Sport, das wird jeder bestätigen, der mich kennt, liegt mir im Blut. Ohne geht gar nicht. Zugegebenermaßen gab es bei mir mit steigendem Alter gewisse Verschiebungen. War ich bis weit in die 30er noch selbst regelmässig auf dem Spielfeld, beschränkte ich mich in der Folgezeit darauf, hin und wieder mitzumachen, wenn ich meine Juniorenmannschaft trainiert habe. Inzwischen habe ich das auch auf Notfälle reduziert.
Sport liegt mir zwar noch immer im Blut, beschränkt sich nun aber eher auf den passiven Bereich, also Fernsehen. Bedingt durch die Bewegungsarmut befindet sich mein Körper natürlich in einem jämmerlichen Zustand. Das hat aber auch Vorteile, inzwischen kann ich ohne schlechtes Gewissen behaupten, ich triebe noch immer aktiv Sport. Als körperliches Wrack bedeutet der Weg zum Schlafzimmer im dritten Stock schon sportliche Höchstleistung zu erbringen.

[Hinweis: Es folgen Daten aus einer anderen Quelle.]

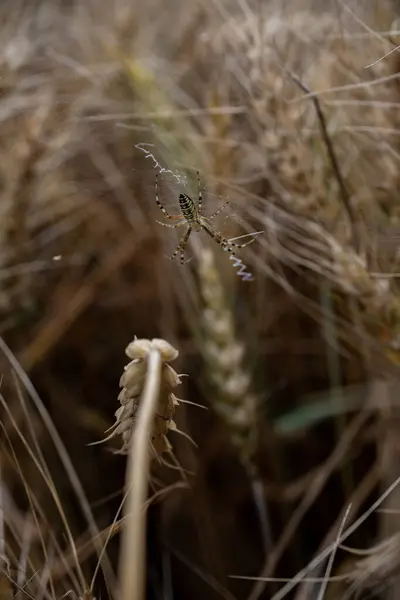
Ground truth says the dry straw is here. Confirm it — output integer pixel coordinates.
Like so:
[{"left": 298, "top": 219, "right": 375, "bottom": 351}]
[
  {"left": 96, "top": 339, "right": 185, "bottom": 600},
  {"left": 198, "top": 248, "right": 257, "bottom": 467}
]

Aber der Mensch ist träge und ich bin diesbezüglich sowas von Mensch, dass ich mich auf die Situation eingerichtet habe. Alles wird ein wenig langsamer angegangen und im schlimmsten Fall schlafe ich halt auf der Klappcouch im Wohnzimmer. Und an dieser Stelle könnte ich meinen kleinen Bericht auch beenden, wäre da nicht ein Antrieb gewesen, der mich aus meiner Lethargie gerissen hat. Wobei das Wort "gerissen" den Sachverhalt falsch darstellt. Es war mehr so ein - zunächst kaum wahrnehmbares - Schieben.

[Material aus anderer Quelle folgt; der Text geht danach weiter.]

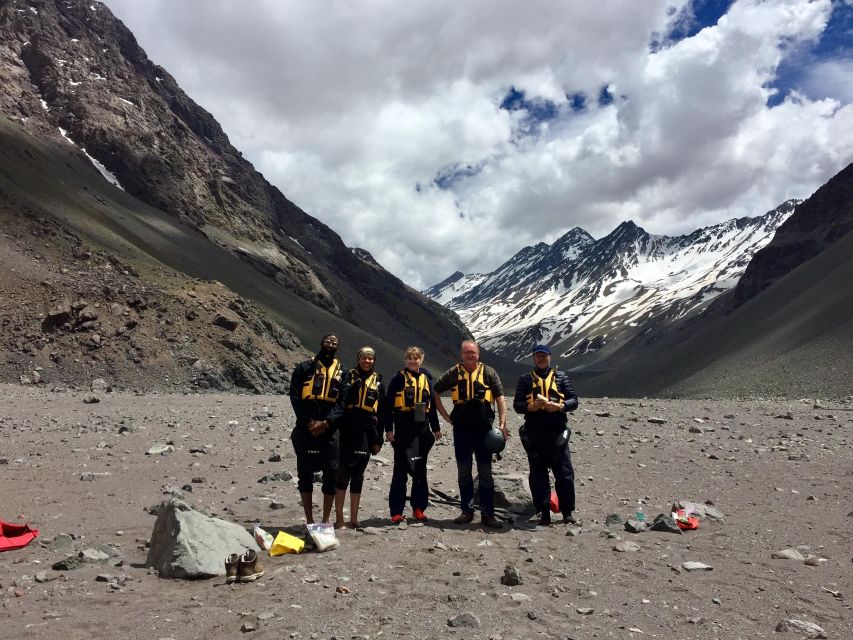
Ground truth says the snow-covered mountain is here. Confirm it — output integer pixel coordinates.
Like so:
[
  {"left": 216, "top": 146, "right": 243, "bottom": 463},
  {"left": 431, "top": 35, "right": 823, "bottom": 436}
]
[{"left": 424, "top": 200, "right": 799, "bottom": 360}]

Es begann völlig harmlos und unverfänglich. Eines Tages, ich hatte mir gerade ein frisches T-Shirt aus dem Wäschekorb übergestreift, sagte mein Schatz zu mir, es täte ihr leid. Sie habe offensichtlich meine T-Shirts zu heiß gewaschen und jetzt seien sie eingegangen. So eng fühlte sich das T-Shirt gar nicht an und so verzieh ich ihr großzügig diesen Mangel an hausfraulicher Finesse.
Ein paar Tage später suchte ich dann ein bestimmtes Hemd, das ich im Schrank vermutete, dort aber nicht fand. Mein Schatz erklärte mir, dass sie dieses Hemd erst noch flicken müsse, am Bauch sei wohl ein Knopf abgerissen. Hm, dachte ich mir, komisch, das war mir gar nicht aufgefallen. War aber auch kein großes Problem, ich habe ja nicht nur ein Hemd.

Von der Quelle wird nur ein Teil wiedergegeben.